Module 2- Import Web CSVs

author: Radley Rigonan

This is an example of reading and importing .CSV files from a direct download link (DDL). DDLs are hyperlinks that point to a file that will immediately be downloaded by your internet browser.

In this module, I will be using lbl.csv which can be accessed from the following link. http://radwatch.berkeley.edu/sites/default/files/dosenet/lbl.csv



In [1]:

    
import csv
import io
import urllib.request     
url = 'https://radwatch.berkeley.edu/sites/default/files/dosenet/lbl.csv'

The io module allows Python to deal with objects formatted as bytes. Web sources are usually formatted in HTTP/bytes, rendering it incompatible with default Python modules. The urllib module provides an interface to fetch data from the Internet.
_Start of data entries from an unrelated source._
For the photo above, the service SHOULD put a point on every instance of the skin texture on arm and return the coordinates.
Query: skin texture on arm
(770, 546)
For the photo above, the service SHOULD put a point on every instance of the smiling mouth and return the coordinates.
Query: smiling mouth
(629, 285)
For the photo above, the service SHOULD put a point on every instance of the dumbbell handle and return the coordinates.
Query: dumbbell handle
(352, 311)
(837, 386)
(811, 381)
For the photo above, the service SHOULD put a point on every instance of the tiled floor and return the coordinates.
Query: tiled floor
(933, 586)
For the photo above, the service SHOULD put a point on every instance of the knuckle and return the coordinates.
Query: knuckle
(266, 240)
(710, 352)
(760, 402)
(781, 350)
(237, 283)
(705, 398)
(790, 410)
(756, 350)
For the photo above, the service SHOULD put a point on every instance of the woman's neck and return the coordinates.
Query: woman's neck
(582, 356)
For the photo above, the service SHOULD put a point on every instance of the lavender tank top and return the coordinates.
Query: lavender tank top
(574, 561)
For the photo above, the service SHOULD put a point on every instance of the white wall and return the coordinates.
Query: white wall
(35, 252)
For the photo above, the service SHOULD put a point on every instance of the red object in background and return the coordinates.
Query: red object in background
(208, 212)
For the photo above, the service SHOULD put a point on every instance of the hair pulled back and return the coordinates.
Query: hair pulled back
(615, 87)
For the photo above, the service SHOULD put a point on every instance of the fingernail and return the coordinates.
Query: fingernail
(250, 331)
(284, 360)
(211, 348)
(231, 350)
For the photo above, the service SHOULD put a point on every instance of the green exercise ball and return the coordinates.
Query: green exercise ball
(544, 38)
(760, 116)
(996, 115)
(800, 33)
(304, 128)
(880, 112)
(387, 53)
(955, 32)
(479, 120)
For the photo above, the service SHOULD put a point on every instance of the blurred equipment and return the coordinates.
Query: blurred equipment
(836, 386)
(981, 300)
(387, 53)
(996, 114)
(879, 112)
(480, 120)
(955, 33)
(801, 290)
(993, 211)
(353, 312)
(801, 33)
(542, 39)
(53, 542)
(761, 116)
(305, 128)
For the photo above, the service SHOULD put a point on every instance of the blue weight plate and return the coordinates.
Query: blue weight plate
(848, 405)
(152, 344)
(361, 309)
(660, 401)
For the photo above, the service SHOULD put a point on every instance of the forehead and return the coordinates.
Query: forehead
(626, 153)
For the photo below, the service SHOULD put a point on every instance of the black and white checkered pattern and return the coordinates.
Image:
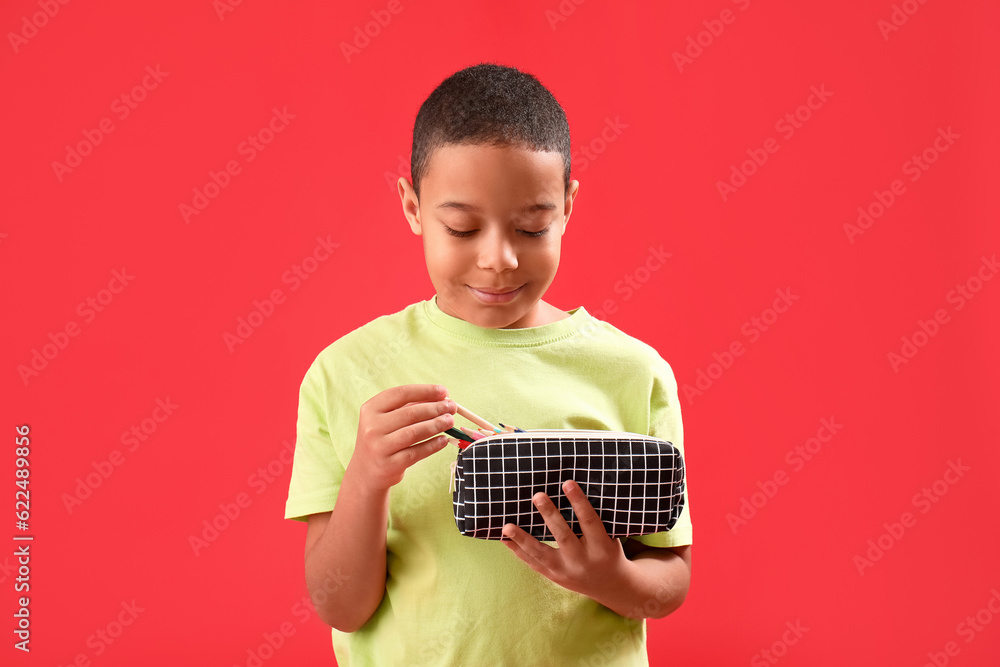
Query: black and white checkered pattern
(635, 482)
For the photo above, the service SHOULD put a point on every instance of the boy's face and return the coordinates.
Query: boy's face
(492, 220)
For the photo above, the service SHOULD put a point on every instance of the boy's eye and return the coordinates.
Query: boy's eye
(459, 234)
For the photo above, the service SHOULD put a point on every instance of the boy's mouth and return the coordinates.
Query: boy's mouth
(495, 294)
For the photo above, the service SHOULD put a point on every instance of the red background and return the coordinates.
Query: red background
(656, 184)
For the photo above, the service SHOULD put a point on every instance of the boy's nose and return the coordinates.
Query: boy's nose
(497, 254)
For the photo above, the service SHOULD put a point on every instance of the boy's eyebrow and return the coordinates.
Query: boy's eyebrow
(459, 206)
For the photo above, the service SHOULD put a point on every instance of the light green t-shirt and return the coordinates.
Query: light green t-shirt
(457, 600)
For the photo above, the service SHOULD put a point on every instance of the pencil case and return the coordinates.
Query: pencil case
(634, 482)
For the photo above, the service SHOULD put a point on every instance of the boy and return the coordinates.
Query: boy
(385, 563)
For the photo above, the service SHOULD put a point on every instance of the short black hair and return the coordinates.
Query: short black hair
(489, 104)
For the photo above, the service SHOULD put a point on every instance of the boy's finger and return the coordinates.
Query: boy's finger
(408, 434)
(420, 451)
(590, 521)
(410, 422)
(561, 532)
(396, 397)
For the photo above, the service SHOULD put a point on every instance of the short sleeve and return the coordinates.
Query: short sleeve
(665, 423)
(317, 469)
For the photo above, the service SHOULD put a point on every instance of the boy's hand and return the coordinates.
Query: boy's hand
(389, 425)
(587, 565)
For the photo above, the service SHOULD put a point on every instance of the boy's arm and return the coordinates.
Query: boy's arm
(633, 580)
(345, 556)
(345, 553)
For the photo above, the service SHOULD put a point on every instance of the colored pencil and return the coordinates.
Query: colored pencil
(461, 435)
(476, 419)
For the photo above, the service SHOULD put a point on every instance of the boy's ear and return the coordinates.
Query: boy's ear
(574, 189)
(411, 206)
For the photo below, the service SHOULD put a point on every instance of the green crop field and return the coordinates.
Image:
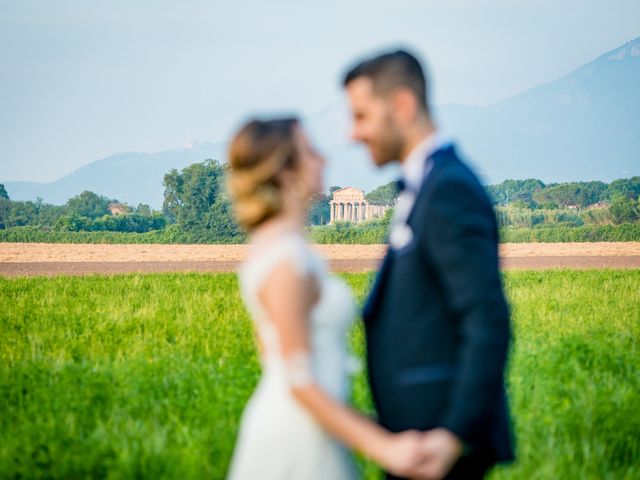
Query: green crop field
(145, 376)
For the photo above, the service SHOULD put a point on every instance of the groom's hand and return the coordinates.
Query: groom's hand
(440, 450)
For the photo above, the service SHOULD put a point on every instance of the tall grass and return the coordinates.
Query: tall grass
(146, 375)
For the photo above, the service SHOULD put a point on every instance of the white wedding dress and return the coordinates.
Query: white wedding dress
(278, 438)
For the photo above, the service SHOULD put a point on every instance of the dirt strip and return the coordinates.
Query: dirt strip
(59, 252)
(22, 269)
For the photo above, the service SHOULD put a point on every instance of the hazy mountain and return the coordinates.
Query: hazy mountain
(128, 177)
(583, 126)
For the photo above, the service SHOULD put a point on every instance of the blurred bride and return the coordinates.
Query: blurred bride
(296, 424)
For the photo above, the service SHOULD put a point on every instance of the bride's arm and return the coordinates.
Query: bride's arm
(287, 298)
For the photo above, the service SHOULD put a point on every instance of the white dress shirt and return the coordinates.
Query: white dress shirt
(415, 168)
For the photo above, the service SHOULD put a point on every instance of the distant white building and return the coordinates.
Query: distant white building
(349, 205)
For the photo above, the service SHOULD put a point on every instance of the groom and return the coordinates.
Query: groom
(437, 323)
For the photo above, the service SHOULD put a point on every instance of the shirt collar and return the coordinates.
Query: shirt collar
(413, 166)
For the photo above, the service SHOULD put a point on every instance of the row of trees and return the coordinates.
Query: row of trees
(533, 193)
(87, 211)
(196, 203)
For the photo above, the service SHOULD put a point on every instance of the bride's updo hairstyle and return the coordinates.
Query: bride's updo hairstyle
(257, 154)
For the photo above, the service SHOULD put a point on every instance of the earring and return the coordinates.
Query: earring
(299, 189)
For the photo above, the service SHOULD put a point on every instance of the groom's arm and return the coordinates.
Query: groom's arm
(461, 240)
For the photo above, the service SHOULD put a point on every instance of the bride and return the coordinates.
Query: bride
(297, 425)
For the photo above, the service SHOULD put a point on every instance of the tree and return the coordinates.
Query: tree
(196, 198)
(384, 194)
(88, 204)
(574, 194)
(624, 210)
(520, 191)
(320, 211)
(143, 209)
(626, 187)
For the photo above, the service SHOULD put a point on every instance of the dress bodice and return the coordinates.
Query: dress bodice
(330, 317)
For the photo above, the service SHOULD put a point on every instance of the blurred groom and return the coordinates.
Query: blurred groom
(437, 323)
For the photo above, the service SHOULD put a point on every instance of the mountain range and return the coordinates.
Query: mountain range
(582, 126)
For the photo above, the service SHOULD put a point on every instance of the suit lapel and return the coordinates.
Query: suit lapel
(377, 290)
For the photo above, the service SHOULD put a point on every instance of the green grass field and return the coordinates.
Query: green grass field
(146, 376)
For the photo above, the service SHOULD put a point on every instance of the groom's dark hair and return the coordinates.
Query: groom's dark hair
(391, 70)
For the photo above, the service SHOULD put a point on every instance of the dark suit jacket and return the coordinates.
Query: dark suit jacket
(437, 323)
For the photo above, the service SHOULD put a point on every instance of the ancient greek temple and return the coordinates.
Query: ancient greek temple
(349, 205)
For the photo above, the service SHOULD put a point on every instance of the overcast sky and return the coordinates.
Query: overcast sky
(80, 80)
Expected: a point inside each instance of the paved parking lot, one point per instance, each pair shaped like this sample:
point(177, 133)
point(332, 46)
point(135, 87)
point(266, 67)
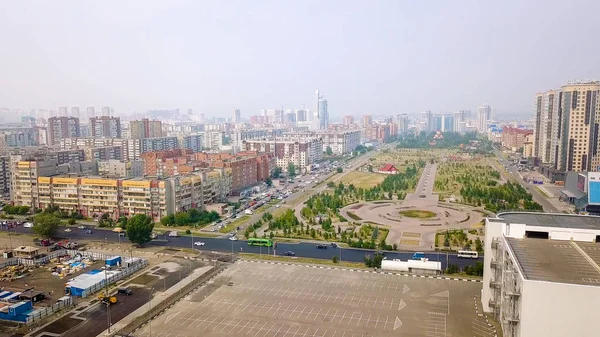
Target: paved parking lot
point(300, 301)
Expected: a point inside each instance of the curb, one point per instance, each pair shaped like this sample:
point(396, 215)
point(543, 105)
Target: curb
point(365, 271)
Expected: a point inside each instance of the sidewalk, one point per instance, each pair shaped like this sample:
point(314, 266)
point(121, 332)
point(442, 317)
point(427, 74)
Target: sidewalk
point(158, 297)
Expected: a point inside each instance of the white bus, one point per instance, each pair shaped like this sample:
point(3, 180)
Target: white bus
point(468, 254)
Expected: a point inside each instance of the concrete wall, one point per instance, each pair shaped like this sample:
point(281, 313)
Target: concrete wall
point(557, 309)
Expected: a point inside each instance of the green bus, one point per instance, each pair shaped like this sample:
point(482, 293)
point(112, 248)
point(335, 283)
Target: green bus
point(260, 242)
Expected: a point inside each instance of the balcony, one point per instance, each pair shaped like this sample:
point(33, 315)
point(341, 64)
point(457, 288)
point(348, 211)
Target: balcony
point(495, 284)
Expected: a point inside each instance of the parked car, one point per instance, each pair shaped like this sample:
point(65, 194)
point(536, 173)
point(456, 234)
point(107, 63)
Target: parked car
point(125, 291)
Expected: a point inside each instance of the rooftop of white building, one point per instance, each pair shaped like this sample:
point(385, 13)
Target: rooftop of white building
point(551, 220)
point(557, 261)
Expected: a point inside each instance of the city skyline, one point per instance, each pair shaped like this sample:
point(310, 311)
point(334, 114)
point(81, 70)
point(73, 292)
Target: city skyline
point(383, 61)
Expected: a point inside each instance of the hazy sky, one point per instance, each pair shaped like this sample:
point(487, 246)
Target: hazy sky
point(379, 57)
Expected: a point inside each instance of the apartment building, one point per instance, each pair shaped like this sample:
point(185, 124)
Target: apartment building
point(541, 273)
point(246, 169)
point(4, 175)
point(18, 137)
point(145, 128)
point(103, 153)
point(579, 109)
point(62, 127)
point(120, 169)
point(302, 152)
point(545, 135)
point(514, 138)
point(105, 127)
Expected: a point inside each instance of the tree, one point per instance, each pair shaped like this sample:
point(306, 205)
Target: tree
point(276, 173)
point(45, 225)
point(139, 229)
point(291, 169)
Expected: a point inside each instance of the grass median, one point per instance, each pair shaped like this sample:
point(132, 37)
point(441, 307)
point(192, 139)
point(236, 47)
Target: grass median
point(306, 260)
point(232, 225)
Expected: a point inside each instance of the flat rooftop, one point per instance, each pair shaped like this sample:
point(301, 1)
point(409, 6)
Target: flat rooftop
point(552, 220)
point(557, 261)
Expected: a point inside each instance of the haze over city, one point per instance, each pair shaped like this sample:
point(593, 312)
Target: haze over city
point(377, 58)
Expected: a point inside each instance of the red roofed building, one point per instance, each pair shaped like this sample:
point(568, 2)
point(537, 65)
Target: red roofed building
point(388, 169)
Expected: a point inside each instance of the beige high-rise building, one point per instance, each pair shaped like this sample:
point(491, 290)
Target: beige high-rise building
point(545, 133)
point(578, 137)
point(145, 129)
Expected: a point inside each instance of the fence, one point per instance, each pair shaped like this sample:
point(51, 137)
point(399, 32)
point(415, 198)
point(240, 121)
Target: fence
point(114, 278)
point(46, 311)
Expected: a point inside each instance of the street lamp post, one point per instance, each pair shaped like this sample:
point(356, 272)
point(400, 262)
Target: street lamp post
point(149, 309)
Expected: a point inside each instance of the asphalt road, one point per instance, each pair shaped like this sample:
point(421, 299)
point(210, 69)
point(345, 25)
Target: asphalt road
point(537, 197)
point(223, 245)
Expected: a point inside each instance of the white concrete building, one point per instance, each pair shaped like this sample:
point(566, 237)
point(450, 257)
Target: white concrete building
point(542, 274)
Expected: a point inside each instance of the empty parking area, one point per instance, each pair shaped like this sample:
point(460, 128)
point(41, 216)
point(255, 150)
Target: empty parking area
point(267, 300)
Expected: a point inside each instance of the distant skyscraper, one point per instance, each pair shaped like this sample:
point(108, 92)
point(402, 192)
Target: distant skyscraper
point(91, 112)
point(545, 132)
point(459, 118)
point(367, 120)
point(237, 116)
point(348, 120)
point(323, 114)
point(75, 112)
point(62, 127)
point(301, 115)
point(63, 111)
point(145, 129)
point(105, 127)
point(429, 122)
point(578, 133)
point(484, 113)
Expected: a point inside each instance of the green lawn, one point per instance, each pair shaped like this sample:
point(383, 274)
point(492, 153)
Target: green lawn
point(418, 213)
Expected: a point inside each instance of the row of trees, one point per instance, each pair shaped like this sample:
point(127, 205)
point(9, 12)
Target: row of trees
point(192, 217)
point(139, 227)
point(16, 210)
point(422, 139)
point(508, 196)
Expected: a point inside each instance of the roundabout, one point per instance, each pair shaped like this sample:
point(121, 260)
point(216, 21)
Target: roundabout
point(414, 221)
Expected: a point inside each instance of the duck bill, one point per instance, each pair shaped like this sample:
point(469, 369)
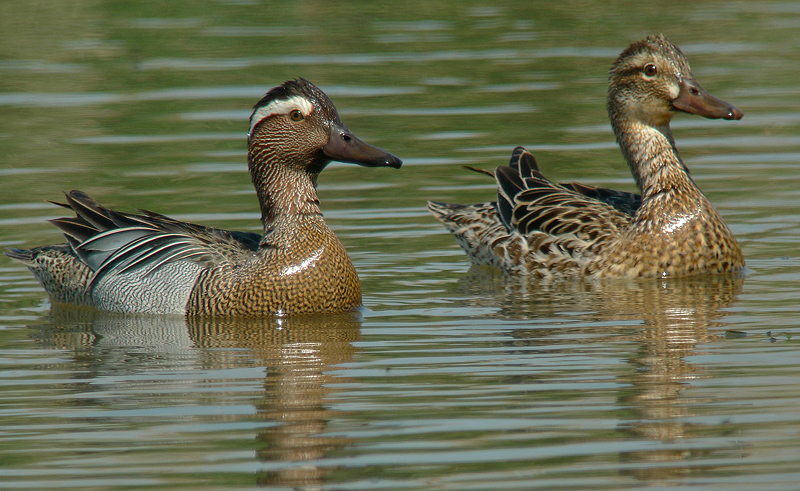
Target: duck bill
point(693, 99)
point(344, 146)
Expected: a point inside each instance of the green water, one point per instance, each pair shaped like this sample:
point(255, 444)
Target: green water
point(451, 377)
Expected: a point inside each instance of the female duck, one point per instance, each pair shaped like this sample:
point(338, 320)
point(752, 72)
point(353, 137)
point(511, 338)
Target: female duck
point(154, 264)
point(540, 228)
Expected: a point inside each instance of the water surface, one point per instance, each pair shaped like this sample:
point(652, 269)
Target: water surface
point(451, 377)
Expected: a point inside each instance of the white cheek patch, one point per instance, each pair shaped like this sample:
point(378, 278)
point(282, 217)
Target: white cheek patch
point(283, 106)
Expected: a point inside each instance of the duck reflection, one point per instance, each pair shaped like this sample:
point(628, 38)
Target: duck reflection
point(667, 319)
point(298, 353)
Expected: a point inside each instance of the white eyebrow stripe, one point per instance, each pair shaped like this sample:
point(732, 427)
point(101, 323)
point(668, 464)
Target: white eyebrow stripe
point(283, 106)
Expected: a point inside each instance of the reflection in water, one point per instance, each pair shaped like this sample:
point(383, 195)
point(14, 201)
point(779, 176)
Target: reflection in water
point(297, 352)
point(666, 318)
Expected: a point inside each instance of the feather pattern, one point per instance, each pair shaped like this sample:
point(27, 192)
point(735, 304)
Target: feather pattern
point(152, 263)
point(540, 228)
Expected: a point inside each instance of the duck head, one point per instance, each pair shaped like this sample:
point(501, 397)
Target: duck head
point(651, 81)
point(296, 125)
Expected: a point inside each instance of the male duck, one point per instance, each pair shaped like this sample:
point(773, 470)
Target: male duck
point(151, 263)
point(544, 229)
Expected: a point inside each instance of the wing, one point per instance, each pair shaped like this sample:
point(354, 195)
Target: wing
point(111, 242)
point(529, 203)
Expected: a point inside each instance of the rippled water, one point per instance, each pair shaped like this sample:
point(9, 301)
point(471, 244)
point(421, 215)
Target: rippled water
point(450, 377)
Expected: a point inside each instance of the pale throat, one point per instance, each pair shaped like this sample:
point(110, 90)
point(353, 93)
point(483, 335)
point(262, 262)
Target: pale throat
point(651, 154)
point(283, 191)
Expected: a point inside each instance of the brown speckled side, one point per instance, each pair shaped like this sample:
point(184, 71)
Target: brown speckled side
point(151, 263)
point(544, 229)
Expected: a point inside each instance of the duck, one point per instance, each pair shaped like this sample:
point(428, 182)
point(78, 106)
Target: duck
point(148, 263)
point(543, 229)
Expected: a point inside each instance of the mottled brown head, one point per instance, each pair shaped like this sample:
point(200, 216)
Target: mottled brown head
point(651, 81)
point(296, 125)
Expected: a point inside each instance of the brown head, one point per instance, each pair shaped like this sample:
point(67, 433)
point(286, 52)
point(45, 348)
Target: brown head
point(297, 125)
point(651, 81)
point(295, 131)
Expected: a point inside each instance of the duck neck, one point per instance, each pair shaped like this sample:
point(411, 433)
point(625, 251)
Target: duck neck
point(285, 192)
point(652, 157)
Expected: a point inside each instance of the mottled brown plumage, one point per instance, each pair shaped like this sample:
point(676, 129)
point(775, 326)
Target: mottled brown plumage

The following lines will: access the DDL, makes the file compatible to Python, and prints the CSV. Take note that only the first two lines are different from reading a .CSV from your local disk storage.



In [2]:

    
def printwebCSV(url):
    response = urllib.request.urlopen(url)     
        # This line will fail without internet access.
    csvfile = io.TextIOWrapper(response)
        # io.TextIOWrapper decodes HTTP data and encodes the data as string 
        # objects that can be understood by Python    
    reader = csv.reader(csvfile)
    for row in reader:
        print(', '.join(row))

The next commands are an example of importing a CSV from a DDL. It also uses more compact syntax in order to reduce the number of lines:



In [3]:

    
def importwebCSV(url):
    response = urllib.request.urlopen(url)
    reader = csv.reader(io.TextIOWrapper(response))  
    datetime = []    
    cpm = []
    line = 0
    for row in reader:
        if line != 0:
            datetime.append(row[0])
            cpm.append(float(row[6]))
        line += 1    
        # Python syntax for line = line + 1 (+1 to current value for line)
    return (datetime,cpm)

This example typifies the overwhelming amount of data that you can handle with Python! In only a few seconds, this script can record over 60,000 data points in your computer's memory.